Der Mensch wird zur passiven Masse biomorphen Lebens entwürdigt, das umwillen des fragwürdigen Ideals seiner indefiniten Verlängerung zu schützen sei – auch gegen seinen Willen. Das für viele Menschen Entwürdigende des Alterns, das im Verlust freien Selbstseins, der Scham der Pflegebedürftigkeit oder gar des dementen Persönlichkeitsverlustes geschickhaft hereinbricht – und genau dies liegt auch meist dem Wunsch nach einem selbstbestimmten Sterben zugrunde, wird durch die politische Schutzanmaßung und ihre bedingungslose Fetischisierung rein biomorphen Lebens zur Mißachtung der Person gesteigert. Und wieviele sind trotzdem oder gerade deshalb unter menschenunwürdigen Bedingungen gestorben?
Bedrohung der freiheitlichen Grundordnung
Das elementare Freiheitsrecht auf eigenverantwortliche Selbstgefährdung betrifft andererseits auch gerade die Auflagen für und Verbote von Anti-Corona-Demonstrationen. Das vom BVG am 5.12. bestätigte Verbot der Bremer Querdenker-Demonstration widerspricht damit seiner eigenen Rechtssprechung, indem es das Recht der Teilnehmer auf selbstbestimmte Infektionsgefährdung unter dem Vorwand allgemeinen Gesundheitsschutzes kassiert, der aber einzig und allein die Teilnehmenden selbst betrifft. Diese aber weisen einen solchen Schutz mit dem übergeordneten Recht auf freie Selbstgefährdung zurück, die sie gerade nicht für partikuläre Interessen eingehen, sondern im gemeinschaftlichen Interesse der Wiederherstellung der grundrechtlichen Ordnung und damit des Gemeinwohls. Die Selbstwidersprüche einer politisierten Justiz zur Legitimation einer die demokratischen Grundrechte aufhebenden Corona-Politik wird damit zur Bedrohung der freiheitlichen Grundordnung selbst.

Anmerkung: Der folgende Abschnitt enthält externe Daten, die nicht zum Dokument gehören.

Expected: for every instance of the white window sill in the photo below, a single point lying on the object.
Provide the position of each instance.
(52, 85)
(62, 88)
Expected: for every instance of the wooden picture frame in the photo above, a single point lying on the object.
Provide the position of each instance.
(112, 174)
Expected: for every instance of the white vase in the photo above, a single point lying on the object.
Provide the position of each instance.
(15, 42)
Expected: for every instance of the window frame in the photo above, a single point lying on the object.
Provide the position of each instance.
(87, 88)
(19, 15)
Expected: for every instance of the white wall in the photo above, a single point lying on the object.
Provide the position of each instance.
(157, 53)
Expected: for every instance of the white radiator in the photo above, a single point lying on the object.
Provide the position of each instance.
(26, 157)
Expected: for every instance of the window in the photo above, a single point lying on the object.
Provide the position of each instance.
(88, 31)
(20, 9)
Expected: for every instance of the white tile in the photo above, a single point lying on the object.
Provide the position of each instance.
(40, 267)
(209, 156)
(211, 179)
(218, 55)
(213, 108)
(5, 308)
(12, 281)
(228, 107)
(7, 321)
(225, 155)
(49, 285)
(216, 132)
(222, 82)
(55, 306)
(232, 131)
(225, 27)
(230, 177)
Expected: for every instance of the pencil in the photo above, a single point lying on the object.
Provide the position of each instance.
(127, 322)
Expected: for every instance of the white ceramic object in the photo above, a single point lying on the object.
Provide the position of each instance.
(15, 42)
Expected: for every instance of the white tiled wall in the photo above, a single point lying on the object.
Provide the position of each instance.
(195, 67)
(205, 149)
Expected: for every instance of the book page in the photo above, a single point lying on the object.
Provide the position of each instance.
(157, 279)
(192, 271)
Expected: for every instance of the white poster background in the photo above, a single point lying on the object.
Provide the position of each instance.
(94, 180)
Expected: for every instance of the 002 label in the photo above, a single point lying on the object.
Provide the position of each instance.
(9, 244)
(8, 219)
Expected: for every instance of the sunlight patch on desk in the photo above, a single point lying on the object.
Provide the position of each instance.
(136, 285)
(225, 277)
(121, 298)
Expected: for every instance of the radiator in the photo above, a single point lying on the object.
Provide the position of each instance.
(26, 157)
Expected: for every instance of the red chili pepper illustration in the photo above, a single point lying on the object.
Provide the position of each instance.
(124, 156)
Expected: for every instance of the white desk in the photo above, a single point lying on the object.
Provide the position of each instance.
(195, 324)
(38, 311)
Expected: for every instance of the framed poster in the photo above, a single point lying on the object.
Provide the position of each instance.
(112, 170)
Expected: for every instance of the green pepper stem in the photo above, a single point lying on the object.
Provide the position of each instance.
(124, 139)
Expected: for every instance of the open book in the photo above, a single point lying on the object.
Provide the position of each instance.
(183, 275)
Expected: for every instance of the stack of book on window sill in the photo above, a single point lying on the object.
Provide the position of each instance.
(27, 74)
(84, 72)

Der Staat aber vermag nichts gegen das Geschickhafte des Daseins, das immer nur vom Freiheitsbewusstsein des Einzelnen ausgetragen wird. Die Schutzanmaßung des Staates überschreitet, was er wesenhaft zu leisten vermag; aber nicht Kompetenzanmaßung ist am Werk, sondern die Ideologie der Moderne, der die Verdrängung des Geschickhaften des Daseins, von Alter, Krankheit und Tod, in fatale Selbstzerstörung umschlagen muss, wo sie es ihrer Ratlosigkeit anzueignen und technologisch auszurotten sucht.
Unter diesen Bedingungen trifft die Lebenswirklichkeit auf die in ihrer Ratlosigkeit verschreckten politischen Subjekte und löst eine staatliche Zwangsneurose aus, die sich in mimetischen Angleichungsprozessen über die Staatenwelt ausbreitet und dadurch den Schein einer objektiven, unumstößlichen Wahrheit erzeugt, die in ihrer eigenen Besessenheit befangen von Lockdown zu Lockdown fortstolpert und ebenso widersinnig wie ineffizient nur den Untergang der eigenen Lebensgrundlagen befördert. Nicht Ausrottung des Virus, Impfung und Immunität, nur der geistige Sprung aus der Sackgasse psychodramatischer Selbstverhexung vermag das Freiheitsbewußtsein wieder zu erwecken, das mit der Negativität des Seins auch umzugehen vermag.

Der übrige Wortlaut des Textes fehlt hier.